At the close of the conversation, Astorino turned back to the men listening — especially the dads and grandfathers.
“I hope you know how important you are in society and how important you are to the church and how important you are especially in the lives of your wife and your children,” he said.
His advice is simple and sharp.
“Be the unsung hero,” he said. “You may not get the accolades, you may not get the pat on the back or even the thank-yous, but it all adds up.

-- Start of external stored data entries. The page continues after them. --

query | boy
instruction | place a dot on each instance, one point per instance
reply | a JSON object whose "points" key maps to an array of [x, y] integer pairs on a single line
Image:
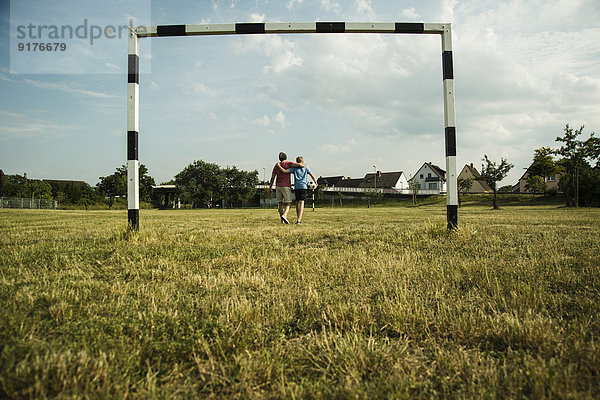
{"points": [[283, 188], [300, 185]]}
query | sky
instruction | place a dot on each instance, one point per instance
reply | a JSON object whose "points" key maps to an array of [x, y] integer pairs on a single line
{"points": [[523, 69]]}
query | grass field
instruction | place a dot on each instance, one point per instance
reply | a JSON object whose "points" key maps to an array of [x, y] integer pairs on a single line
{"points": [[355, 303]]}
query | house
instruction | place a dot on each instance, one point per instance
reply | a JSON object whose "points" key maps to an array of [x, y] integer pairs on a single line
{"points": [[551, 183], [431, 177], [329, 180], [349, 183], [386, 180], [477, 184]]}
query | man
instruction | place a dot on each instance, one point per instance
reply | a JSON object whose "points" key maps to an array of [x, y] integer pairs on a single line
{"points": [[300, 184], [283, 186]]}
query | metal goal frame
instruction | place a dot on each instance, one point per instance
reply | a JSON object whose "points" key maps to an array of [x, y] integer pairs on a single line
{"points": [[133, 82]]}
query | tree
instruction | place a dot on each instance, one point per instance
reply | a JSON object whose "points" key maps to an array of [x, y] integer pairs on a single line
{"points": [[240, 186], [414, 186], [464, 185], [535, 184], [575, 155], [373, 195], [38, 189], [200, 183], [116, 184], [493, 173], [543, 163]]}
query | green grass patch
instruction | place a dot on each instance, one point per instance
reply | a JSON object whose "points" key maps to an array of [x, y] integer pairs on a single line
{"points": [[369, 303]]}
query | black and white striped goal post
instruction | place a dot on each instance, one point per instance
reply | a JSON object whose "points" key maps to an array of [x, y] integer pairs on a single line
{"points": [[133, 83]]}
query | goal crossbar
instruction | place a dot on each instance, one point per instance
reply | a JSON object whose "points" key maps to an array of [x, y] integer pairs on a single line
{"points": [[133, 82]]}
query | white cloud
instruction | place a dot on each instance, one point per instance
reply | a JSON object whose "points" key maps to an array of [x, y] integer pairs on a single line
{"points": [[331, 5], [409, 14], [280, 117], [262, 121], [66, 88], [257, 18], [291, 3], [11, 114], [337, 148], [364, 8]]}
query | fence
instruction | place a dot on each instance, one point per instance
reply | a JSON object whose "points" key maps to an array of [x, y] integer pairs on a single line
{"points": [[16, 202]]}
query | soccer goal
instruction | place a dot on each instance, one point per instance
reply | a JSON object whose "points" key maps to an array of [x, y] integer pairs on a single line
{"points": [[133, 82]]}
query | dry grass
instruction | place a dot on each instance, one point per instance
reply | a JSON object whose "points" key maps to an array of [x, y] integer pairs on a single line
{"points": [[377, 303]]}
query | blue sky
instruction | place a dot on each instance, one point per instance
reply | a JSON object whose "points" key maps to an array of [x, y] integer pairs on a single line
{"points": [[523, 69]]}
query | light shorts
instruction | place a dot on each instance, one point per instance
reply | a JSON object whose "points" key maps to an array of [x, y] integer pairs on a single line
{"points": [[284, 194]]}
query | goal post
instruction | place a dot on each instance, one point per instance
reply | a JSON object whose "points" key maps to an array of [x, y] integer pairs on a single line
{"points": [[133, 82]]}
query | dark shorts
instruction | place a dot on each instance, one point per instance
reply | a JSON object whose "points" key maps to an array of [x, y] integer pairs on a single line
{"points": [[301, 194]]}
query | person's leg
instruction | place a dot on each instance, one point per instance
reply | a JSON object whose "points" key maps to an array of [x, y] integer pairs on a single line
{"points": [[286, 210], [300, 209]]}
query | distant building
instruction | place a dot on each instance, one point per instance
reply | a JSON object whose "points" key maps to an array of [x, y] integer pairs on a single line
{"points": [[329, 180], [385, 180], [477, 184], [349, 183], [61, 182], [551, 183], [379, 180], [431, 177]]}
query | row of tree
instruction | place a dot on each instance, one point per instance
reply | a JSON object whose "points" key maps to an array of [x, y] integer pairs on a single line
{"points": [[204, 184], [200, 184], [66, 193], [577, 168], [578, 176]]}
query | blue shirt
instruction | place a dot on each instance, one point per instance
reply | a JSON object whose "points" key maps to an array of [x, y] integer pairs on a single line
{"points": [[300, 175]]}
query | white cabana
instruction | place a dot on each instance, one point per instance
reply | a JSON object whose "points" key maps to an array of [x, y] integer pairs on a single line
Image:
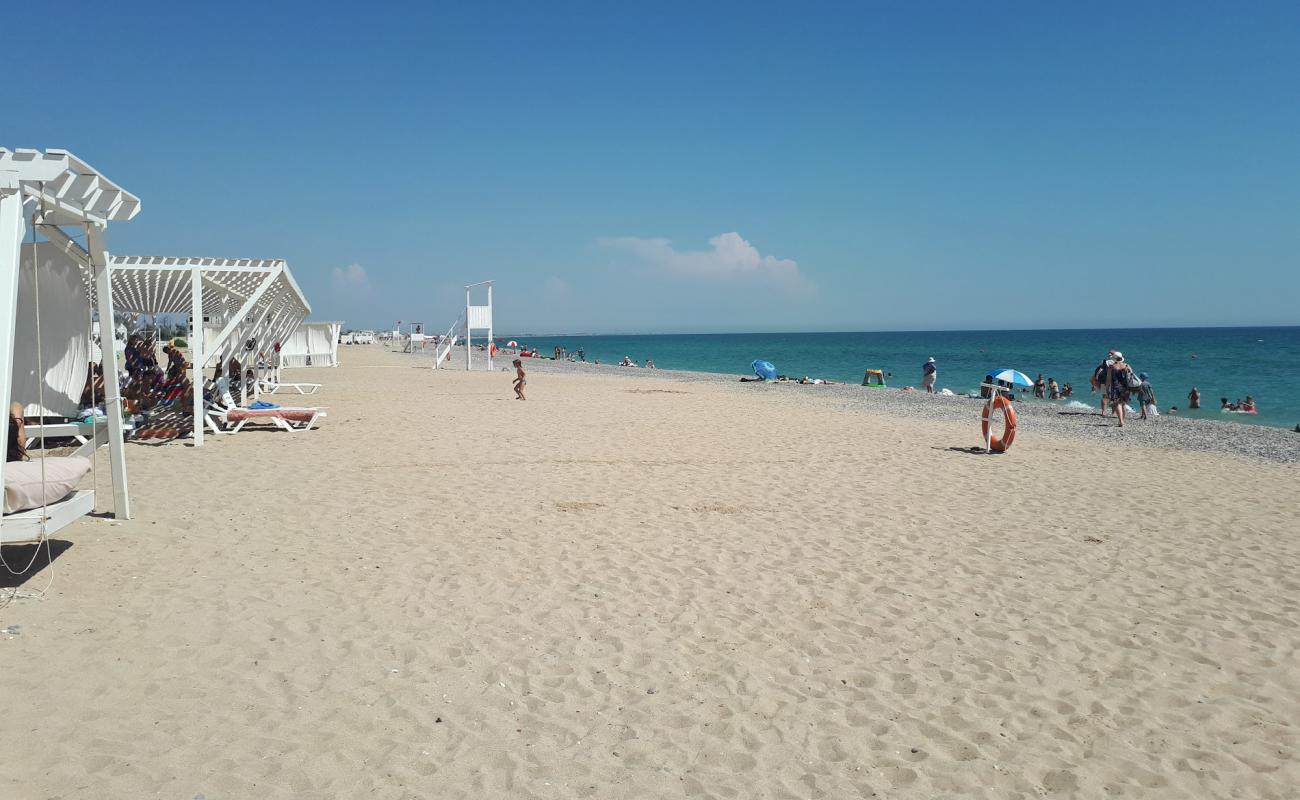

It’s like making deposits in a bank, and when you’re done, that retirement IRA of emotion and gratitude is gonna be there and you’re gonna be lucky that you made that effort.”
The payoff he’s looking for isn’t money.
“The interest is gonna be, ‘I did well. My kids are okay. They’re on their own. Hopefully they’re healthy,’” he said. “Some of those things obviously are out of our control, but they’re on the right path.”
He jokes about an old stereotype he grew up with — and rejects it.
“The joke when we were growing up was the moms would always take care of the kids and the dad’s job was to make sure the kids stayed alive until mom got home,” he said.
Then he stops joking.
“But we’re more than that,” he said. “Being a dad, being a man in this day and age — don’t allow us to be devalued or to say we don’t matter. We matter. We are so important to the development of kids and to the stability of families and to society. Take it seriously and be as goofy as you want, but know how important it is.”